High-fidelity rendering
In order to achieve high-fidelity avatar videos, we combine state-of-the-art GANs and cutting-edge implicit volumetric rendering techniques (e.g. NeRFs and 3D Gaussian Splatting) to build our video rendering pipeline.
Since traditional GANs are generally limited by the image resolution while volumetric models are struggling with the temporal consistency issue, we make significant improvements to both research categories and strategically integrate them together. By jointly optimizing these merged models, we are able to surpass the current limitations of either solution.
Finally, we have a rendered video with new animations and surface texture from the original training video.
Try it out for yourself! https://tavus.io/developer
________________________________________
References
(1) Prajwal, K. R., et al. "A lip sync expert is all you need for speech to lip generation in the wild." Proceedings of the 28th ACM international conference on multimedia. 2020.
(2) Li, Lincheng, et al. "Write-a-speaker: Text-based emotional and rhythmic talking-head generation." Proceedings of the AAAI Conference on Artificial Intelligence. Vol. 35. No. 3. 2021.
(3) Zhang, Zhimeng, et al. "DINet: Deformation Inpainting Network for Realistic Face Visually Dubbing on High Resolution Video." AAAI 2023.
(4) Mildenhall, Ben, et al. "Nerf: Representing scenes as neural radiance fields for view synthesis." Communications of the ACM 65.1 (2021): 99-106.
(5) Kerbl, Bernhard, et al. "3D Gaussian Splatting for Real-Time Radiance Field Rendering." ACM Transactions on Graphics 42.4 (2023).
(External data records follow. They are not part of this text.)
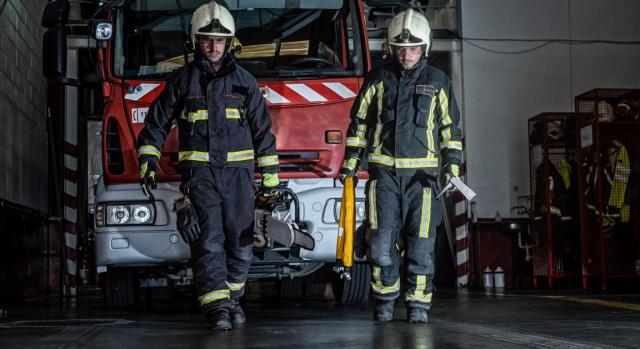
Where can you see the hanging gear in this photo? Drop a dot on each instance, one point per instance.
(212, 19)
(148, 170)
(409, 28)
(187, 223)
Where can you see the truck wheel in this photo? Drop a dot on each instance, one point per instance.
(120, 288)
(290, 288)
(355, 290)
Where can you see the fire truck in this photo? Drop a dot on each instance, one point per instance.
(309, 58)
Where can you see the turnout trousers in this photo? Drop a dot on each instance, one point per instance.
(402, 212)
(224, 201)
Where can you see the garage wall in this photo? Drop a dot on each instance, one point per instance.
(23, 136)
(501, 91)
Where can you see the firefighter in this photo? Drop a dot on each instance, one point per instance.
(223, 126)
(405, 119)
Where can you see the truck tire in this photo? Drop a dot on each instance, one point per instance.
(355, 290)
(120, 288)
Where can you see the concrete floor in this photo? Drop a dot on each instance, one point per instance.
(458, 320)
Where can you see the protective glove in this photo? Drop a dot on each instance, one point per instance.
(148, 170)
(187, 222)
(349, 169)
(270, 181)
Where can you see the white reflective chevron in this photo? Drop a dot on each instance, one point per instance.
(340, 89)
(275, 98)
(306, 92)
(140, 91)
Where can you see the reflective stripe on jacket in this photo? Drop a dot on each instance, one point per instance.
(221, 115)
(407, 120)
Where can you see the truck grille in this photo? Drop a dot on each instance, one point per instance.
(298, 161)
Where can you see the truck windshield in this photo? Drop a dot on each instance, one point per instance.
(278, 39)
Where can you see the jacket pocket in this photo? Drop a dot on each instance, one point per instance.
(387, 115)
(424, 139)
(423, 106)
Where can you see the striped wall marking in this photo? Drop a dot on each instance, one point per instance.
(70, 205)
(306, 92)
(275, 98)
(340, 89)
(140, 91)
(612, 304)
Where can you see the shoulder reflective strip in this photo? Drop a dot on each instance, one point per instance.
(275, 98)
(380, 289)
(455, 169)
(444, 104)
(430, 126)
(270, 160)
(213, 296)
(416, 162)
(197, 115)
(240, 155)
(373, 213)
(140, 91)
(420, 299)
(340, 89)
(148, 150)
(364, 102)
(381, 159)
(452, 145)
(232, 113)
(234, 286)
(356, 142)
(425, 215)
(193, 156)
(306, 92)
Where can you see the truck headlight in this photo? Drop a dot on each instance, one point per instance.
(125, 214)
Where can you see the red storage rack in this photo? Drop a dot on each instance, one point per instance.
(610, 176)
(554, 173)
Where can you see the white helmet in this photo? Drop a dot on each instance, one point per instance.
(211, 20)
(409, 28)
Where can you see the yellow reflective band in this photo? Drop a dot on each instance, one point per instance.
(148, 150)
(430, 127)
(213, 296)
(444, 104)
(240, 155)
(423, 298)
(454, 170)
(379, 288)
(235, 286)
(376, 138)
(270, 160)
(380, 94)
(356, 142)
(416, 162)
(425, 215)
(365, 102)
(193, 156)
(457, 145)
(232, 113)
(381, 159)
(373, 215)
(198, 115)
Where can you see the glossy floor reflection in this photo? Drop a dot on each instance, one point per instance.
(457, 320)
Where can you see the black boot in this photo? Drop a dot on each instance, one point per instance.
(417, 315)
(384, 310)
(236, 312)
(219, 318)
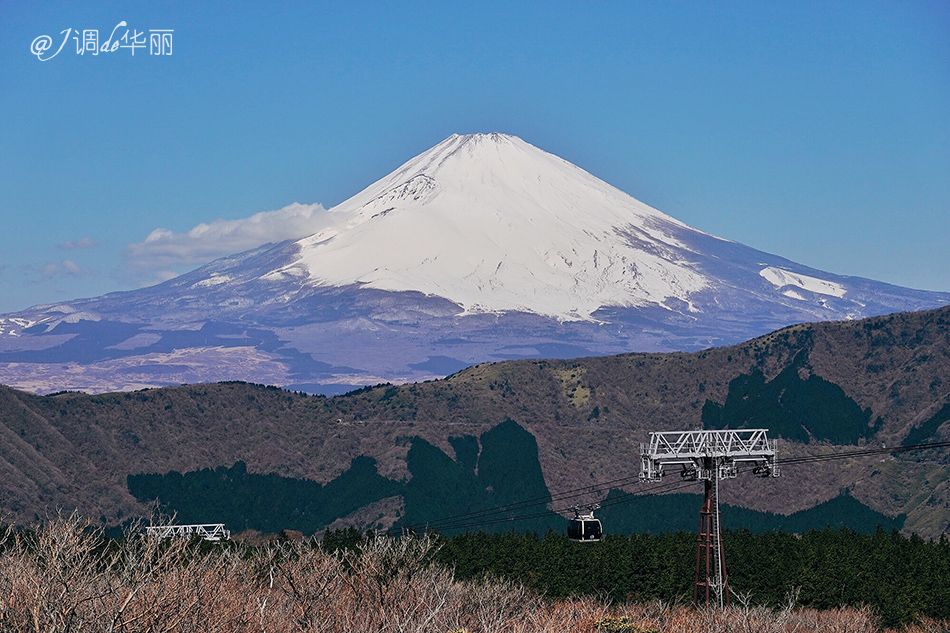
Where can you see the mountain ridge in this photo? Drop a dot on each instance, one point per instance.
(588, 417)
(480, 249)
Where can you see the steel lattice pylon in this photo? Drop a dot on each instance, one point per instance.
(709, 456)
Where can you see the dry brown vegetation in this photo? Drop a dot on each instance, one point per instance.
(65, 577)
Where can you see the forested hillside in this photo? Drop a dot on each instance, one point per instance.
(819, 387)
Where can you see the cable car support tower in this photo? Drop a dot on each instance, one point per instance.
(708, 456)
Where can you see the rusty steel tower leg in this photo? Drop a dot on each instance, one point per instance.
(711, 586)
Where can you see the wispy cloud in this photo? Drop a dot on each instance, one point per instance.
(50, 271)
(82, 242)
(165, 253)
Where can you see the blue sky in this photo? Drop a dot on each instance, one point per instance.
(816, 131)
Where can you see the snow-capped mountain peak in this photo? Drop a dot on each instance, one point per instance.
(495, 224)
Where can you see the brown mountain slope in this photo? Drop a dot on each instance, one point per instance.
(73, 450)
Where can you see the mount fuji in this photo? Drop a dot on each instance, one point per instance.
(482, 248)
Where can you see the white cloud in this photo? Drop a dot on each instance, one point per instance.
(53, 270)
(164, 251)
(83, 242)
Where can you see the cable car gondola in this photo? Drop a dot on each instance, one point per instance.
(584, 528)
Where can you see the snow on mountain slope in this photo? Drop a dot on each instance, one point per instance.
(482, 248)
(495, 224)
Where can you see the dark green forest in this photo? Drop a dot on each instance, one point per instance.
(902, 578)
(498, 469)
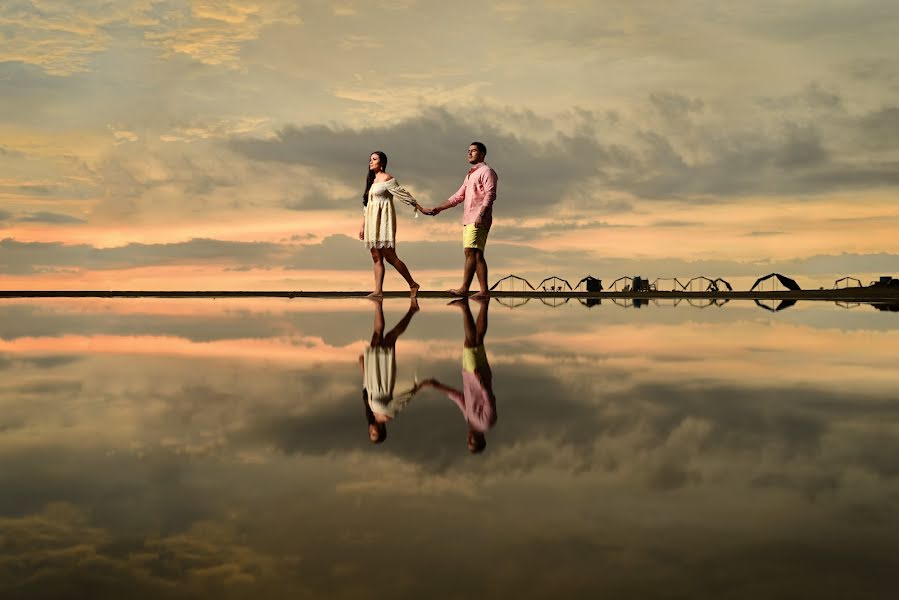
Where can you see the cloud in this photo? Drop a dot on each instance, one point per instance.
(63, 39)
(48, 217)
(422, 151)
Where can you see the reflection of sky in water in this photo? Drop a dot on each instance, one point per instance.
(199, 448)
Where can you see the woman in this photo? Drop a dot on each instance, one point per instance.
(378, 363)
(378, 229)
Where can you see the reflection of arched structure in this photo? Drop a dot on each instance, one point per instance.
(845, 282)
(707, 284)
(512, 302)
(630, 302)
(555, 301)
(788, 283)
(847, 305)
(590, 283)
(667, 284)
(666, 301)
(512, 283)
(556, 284)
(707, 302)
(774, 305)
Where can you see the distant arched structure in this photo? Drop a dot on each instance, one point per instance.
(719, 281)
(557, 284)
(844, 282)
(707, 284)
(635, 284)
(788, 283)
(514, 283)
(590, 283)
(667, 284)
(781, 305)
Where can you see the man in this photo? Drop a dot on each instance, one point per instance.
(476, 399)
(478, 192)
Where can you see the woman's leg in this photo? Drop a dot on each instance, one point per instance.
(378, 259)
(401, 268)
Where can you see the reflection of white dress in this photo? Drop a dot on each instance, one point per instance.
(379, 379)
(380, 216)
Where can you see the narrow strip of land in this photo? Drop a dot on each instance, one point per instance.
(867, 294)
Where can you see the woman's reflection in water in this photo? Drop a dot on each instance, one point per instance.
(378, 363)
(475, 399)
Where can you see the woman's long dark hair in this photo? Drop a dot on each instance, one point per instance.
(370, 178)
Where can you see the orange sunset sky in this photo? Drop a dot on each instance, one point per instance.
(164, 144)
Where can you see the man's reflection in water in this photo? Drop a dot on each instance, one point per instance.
(378, 363)
(475, 399)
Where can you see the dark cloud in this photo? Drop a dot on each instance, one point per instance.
(427, 153)
(675, 106)
(880, 129)
(22, 258)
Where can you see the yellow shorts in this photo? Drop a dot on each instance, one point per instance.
(474, 237)
(473, 358)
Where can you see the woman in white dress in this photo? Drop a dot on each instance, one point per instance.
(378, 362)
(378, 229)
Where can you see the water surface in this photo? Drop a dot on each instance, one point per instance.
(220, 449)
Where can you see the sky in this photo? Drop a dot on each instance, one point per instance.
(224, 145)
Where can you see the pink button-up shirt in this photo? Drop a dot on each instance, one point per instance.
(475, 401)
(478, 191)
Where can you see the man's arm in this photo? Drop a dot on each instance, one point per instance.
(457, 198)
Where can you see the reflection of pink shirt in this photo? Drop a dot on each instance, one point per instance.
(478, 191)
(474, 402)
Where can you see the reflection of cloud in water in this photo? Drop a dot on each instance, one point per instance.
(644, 458)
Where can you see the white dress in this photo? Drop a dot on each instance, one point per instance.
(380, 216)
(379, 379)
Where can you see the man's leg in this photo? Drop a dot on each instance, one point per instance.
(481, 270)
(467, 272)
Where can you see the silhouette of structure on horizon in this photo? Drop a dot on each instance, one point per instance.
(591, 284)
(711, 285)
(788, 283)
(556, 284)
(846, 281)
(513, 282)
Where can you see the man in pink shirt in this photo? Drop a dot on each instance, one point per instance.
(478, 192)
(476, 399)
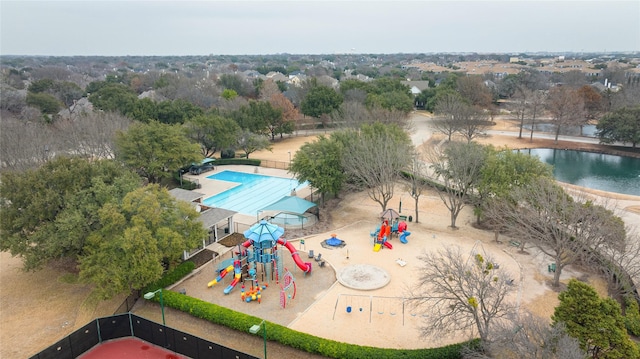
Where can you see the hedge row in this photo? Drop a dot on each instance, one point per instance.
(172, 276)
(297, 340)
(283, 335)
(237, 161)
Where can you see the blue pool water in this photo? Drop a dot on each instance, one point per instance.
(253, 192)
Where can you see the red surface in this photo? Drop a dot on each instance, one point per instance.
(306, 267)
(129, 348)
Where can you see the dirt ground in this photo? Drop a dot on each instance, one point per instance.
(41, 307)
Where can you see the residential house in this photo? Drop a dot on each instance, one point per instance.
(218, 221)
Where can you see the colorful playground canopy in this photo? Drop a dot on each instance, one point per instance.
(264, 231)
(390, 214)
(290, 204)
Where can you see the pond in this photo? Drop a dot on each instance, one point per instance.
(587, 130)
(599, 171)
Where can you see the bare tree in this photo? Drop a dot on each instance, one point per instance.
(415, 182)
(521, 95)
(563, 227)
(461, 291)
(457, 168)
(566, 107)
(92, 134)
(535, 106)
(351, 114)
(473, 123)
(449, 109)
(527, 336)
(373, 162)
(621, 265)
(473, 89)
(268, 89)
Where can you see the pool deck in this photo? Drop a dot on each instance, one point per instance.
(211, 187)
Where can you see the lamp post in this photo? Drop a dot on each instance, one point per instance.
(255, 329)
(153, 294)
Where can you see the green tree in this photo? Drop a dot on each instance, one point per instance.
(46, 103)
(177, 111)
(40, 86)
(320, 100)
(396, 100)
(213, 133)
(457, 168)
(114, 98)
(622, 125)
(68, 92)
(373, 158)
(155, 150)
(567, 228)
(251, 142)
(257, 117)
(596, 322)
(48, 213)
(143, 110)
(505, 169)
(138, 237)
(229, 94)
(319, 163)
(461, 291)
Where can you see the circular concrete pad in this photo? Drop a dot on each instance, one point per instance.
(363, 277)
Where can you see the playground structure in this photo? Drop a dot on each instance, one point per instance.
(381, 236)
(371, 306)
(261, 250)
(402, 232)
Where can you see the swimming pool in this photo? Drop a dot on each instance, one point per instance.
(253, 192)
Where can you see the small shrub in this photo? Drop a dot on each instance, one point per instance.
(172, 276)
(228, 153)
(632, 316)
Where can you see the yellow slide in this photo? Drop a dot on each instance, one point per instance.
(220, 276)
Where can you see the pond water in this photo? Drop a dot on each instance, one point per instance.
(603, 172)
(587, 130)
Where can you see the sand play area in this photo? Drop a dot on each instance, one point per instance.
(40, 308)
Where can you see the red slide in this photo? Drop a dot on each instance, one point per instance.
(306, 267)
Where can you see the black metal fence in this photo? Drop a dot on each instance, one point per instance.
(131, 325)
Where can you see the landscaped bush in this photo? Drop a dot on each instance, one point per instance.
(172, 276)
(294, 339)
(632, 316)
(283, 335)
(237, 161)
(227, 153)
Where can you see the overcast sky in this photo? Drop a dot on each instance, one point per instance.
(240, 27)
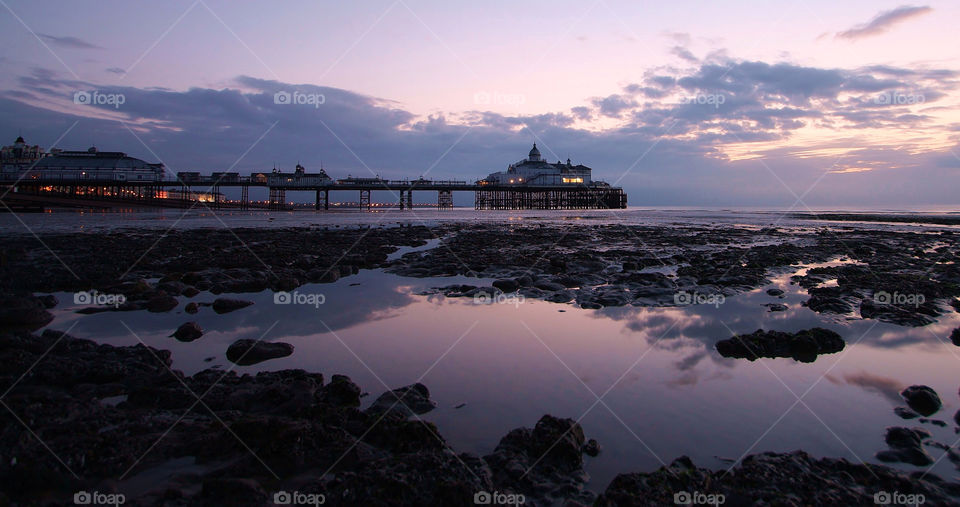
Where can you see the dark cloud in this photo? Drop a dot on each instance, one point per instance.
(614, 105)
(667, 146)
(883, 22)
(68, 42)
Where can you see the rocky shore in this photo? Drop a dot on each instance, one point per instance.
(905, 278)
(83, 417)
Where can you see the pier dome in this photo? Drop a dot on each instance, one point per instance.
(534, 155)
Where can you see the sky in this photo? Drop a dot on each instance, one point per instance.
(751, 103)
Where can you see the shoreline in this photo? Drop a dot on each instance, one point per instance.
(527, 260)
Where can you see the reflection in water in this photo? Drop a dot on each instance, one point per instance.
(665, 390)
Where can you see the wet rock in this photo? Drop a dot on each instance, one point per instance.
(560, 296)
(231, 491)
(506, 285)
(49, 301)
(245, 352)
(922, 399)
(914, 316)
(548, 285)
(187, 332)
(829, 300)
(793, 478)
(405, 401)
(544, 463)
(341, 391)
(161, 302)
(226, 305)
(906, 446)
(802, 346)
(26, 312)
(905, 413)
(591, 448)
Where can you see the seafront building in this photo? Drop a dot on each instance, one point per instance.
(535, 171)
(21, 161)
(19, 156)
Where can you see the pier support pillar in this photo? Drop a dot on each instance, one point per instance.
(444, 199)
(365, 199)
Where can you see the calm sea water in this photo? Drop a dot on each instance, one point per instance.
(645, 382)
(86, 220)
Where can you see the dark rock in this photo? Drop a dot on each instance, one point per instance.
(544, 463)
(188, 332)
(548, 285)
(49, 301)
(793, 478)
(225, 305)
(245, 352)
(802, 346)
(922, 399)
(341, 391)
(230, 491)
(405, 401)
(23, 312)
(591, 448)
(161, 302)
(905, 413)
(506, 285)
(906, 446)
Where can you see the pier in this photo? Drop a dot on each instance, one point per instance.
(190, 188)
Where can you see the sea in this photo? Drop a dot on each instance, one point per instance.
(646, 383)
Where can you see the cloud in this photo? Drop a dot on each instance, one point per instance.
(662, 149)
(68, 42)
(684, 54)
(885, 386)
(883, 22)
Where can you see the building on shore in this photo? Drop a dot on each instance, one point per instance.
(20, 156)
(21, 161)
(535, 171)
(299, 177)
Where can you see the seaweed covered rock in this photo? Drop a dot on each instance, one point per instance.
(803, 346)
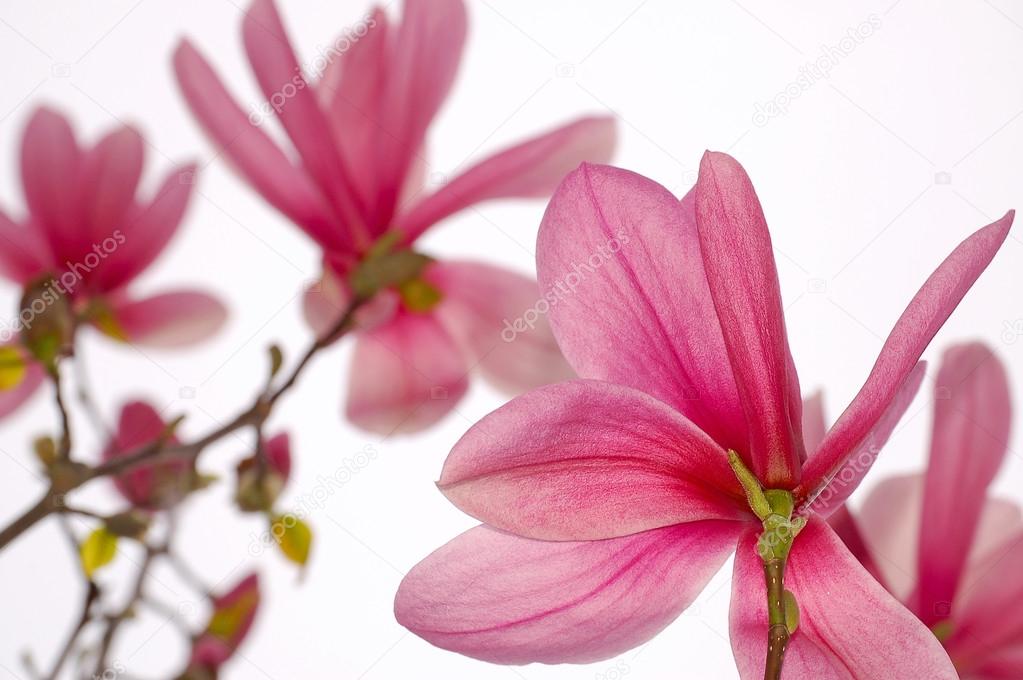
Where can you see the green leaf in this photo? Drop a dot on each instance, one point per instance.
(294, 537)
(11, 367)
(98, 549)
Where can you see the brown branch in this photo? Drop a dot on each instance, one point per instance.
(777, 631)
(159, 451)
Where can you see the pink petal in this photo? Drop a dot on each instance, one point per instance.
(406, 375)
(889, 523)
(110, 172)
(481, 307)
(506, 599)
(740, 264)
(986, 616)
(532, 169)
(253, 152)
(50, 170)
(586, 459)
(279, 76)
(152, 486)
(169, 319)
(921, 320)
(24, 252)
(620, 271)
(146, 231)
(847, 478)
(423, 63)
(11, 400)
(351, 94)
(849, 627)
(969, 443)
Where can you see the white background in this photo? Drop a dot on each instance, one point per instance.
(850, 178)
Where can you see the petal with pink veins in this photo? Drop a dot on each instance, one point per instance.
(287, 92)
(740, 263)
(24, 252)
(406, 374)
(619, 267)
(481, 306)
(585, 460)
(252, 151)
(168, 319)
(51, 164)
(146, 230)
(532, 169)
(110, 172)
(351, 94)
(424, 60)
(849, 627)
(507, 599)
(13, 399)
(925, 315)
(847, 478)
(969, 442)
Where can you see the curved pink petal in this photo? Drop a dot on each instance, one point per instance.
(847, 478)
(168, 319)
(740, 265)
(986, 616)
(145, 231)
(619, 268)
(351, 94)
(849, 627)
(151, 486)
(294, 100)
(424, 59)
(889, 523)
(110, 172)
(968, 445)
(51, 165)
(921, 320)
(13, 399)
(492, 313)
(406, 374)
(255, 155)
(24, 252)
(506, 599)
(586, 459)
(532, 169)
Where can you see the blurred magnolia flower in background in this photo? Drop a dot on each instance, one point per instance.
(230, 621)
(356, 187)
(937, 541)
(609, 502)
(85, 238)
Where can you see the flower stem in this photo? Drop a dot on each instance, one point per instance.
(777, 629)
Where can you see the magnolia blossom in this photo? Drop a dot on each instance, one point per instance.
(938, 541)
(353, 181)
(151, 486)
(609, 501)
(86, 237)
(232, 617)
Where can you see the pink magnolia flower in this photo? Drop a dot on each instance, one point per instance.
(233, 614)
(937, 541)
(609, 501)
(87, 230)
(152, 486)
(355, 177)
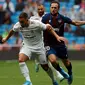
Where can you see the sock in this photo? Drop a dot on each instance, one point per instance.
(50, 73)
(24, 70)
(59, 75)
(56, 66)
(69, 68)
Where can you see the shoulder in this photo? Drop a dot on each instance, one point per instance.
(35, 18)
(34, 22)
(17, 25)
(47, 15)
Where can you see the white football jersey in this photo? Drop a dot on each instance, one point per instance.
(36, 17)
(33, 34)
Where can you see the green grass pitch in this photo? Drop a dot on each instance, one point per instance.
(10, 74)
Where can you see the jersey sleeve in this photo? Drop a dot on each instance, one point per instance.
(16, 27)
(44, 18)
(67, 20)
(42, 25)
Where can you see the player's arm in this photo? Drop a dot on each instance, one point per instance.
(78, 23)
(50, 29)
(73, 22)
(11, 32)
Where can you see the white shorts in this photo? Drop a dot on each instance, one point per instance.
(39, 54)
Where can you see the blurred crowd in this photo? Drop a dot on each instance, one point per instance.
(10, 9)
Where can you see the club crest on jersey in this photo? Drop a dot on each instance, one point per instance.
(49, 21)
(60, 21)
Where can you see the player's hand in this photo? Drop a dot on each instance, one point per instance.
(62, 39)
(3, 40)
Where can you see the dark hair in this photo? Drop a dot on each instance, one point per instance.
(56, 3)
(23, 15)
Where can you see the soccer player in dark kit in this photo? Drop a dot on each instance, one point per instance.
(54, 48)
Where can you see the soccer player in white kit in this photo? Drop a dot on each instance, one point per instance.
(40, 13)
(32, 32)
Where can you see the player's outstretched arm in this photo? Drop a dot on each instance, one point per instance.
(78, 23)
(11, 32)
(50, 29)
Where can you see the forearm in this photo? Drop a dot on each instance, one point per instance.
(54, 33)
(11, 32)
(78, 23)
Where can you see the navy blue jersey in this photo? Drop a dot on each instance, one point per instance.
(58, 24)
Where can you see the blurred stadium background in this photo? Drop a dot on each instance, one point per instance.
(9, 70)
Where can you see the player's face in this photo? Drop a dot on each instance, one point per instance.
(23, 22)
(40, 10)
(54, 9)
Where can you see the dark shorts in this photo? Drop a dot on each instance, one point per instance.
(60, 51)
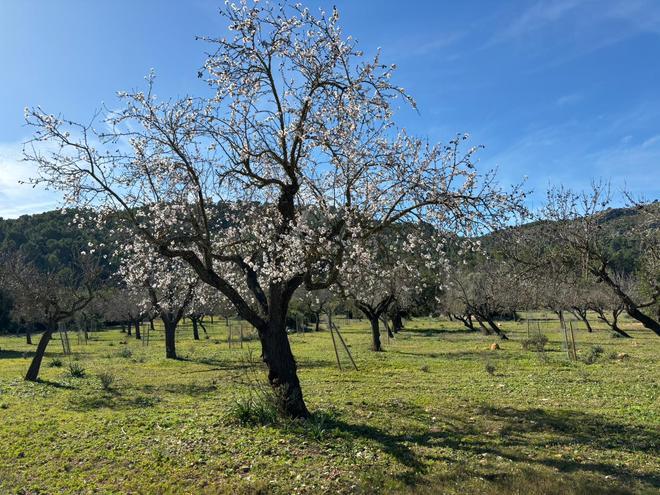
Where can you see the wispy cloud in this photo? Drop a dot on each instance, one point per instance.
(16, 198)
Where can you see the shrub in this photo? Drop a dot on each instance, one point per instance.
(254, 410)
(125, 352)
(76, 370)
(594, 353)
(536, 343)
(107, 379)
(490, 369)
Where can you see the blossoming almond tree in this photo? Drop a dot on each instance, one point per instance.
(46, 296)
(167, 286)
(261, 184)
(390, 267)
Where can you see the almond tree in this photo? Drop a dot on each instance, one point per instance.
(47, 297)
(166, 286)
(259, 185)
(387, 268)
(577, 223)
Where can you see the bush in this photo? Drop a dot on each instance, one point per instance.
(76, 370)
(536, 343)
(490, 369)
(595, 352)
(125, 352)
(254, 410)
(107, 379)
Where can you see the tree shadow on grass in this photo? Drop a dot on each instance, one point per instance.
(56, 384)
(5, 354)
(521, 431)
(431, 332)
(110, 400)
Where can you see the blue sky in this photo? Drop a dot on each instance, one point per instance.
(557, 90)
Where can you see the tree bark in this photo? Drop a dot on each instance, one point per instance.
(496, 329)
(397, 322)
(282, 369)
(33, 371)
(170, 338)
(375, 333)
(195, 328)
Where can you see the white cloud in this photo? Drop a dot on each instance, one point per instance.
(16, 198)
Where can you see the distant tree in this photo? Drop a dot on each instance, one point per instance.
(166, 285)
(46, 297)
(389, 267)
(576, 224)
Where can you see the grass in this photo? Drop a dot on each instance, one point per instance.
(423, 417)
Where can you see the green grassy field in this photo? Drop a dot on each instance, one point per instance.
(423, 417)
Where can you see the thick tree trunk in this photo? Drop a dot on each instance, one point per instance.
(496, 329)
(195, 328)
(397, 322)
(201, 324)
(375, 334)
(33, 371)
(282, 369)
(170, 338)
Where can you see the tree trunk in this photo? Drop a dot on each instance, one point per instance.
(484, 330)
(375, 334)
(170, 337)
(201, 324)
(33, 371)
(496, 329)
(397, 322)
(282, 370)
(195, 328)
(614, 325)
(644, 319)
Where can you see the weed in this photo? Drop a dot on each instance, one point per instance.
(125, 352)
(536, 343)
(594, 354)
(107, 379)
(490, 369)
(76, 370)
(6) Tian, Linrui, et al. "EMO: Emote Portrait Alive-Generating Expressive Portrait Videos with Audio2Video Diffusion Model under Weak Conditions." arXiv preprint arXiv:2402.17485 (2024).
(7) Li, Ruilong, et al. "Learning formation of physically-based face attributes." Proceedings of the IEEE/CVF conference on computer vision and pattern recognition. 2020.
(8) Wood, Erroll, et al. "3d face reconstruction with dense landmarks." European Conference on Computer Vision. Cham: Springer Nature Switzerland, 2022.
(9) Mermelstein, Paul. "Distance measures for speech recognition, psychological and instrumental." Pattern recognition and artificial intelligence 116 (1976): 374-388.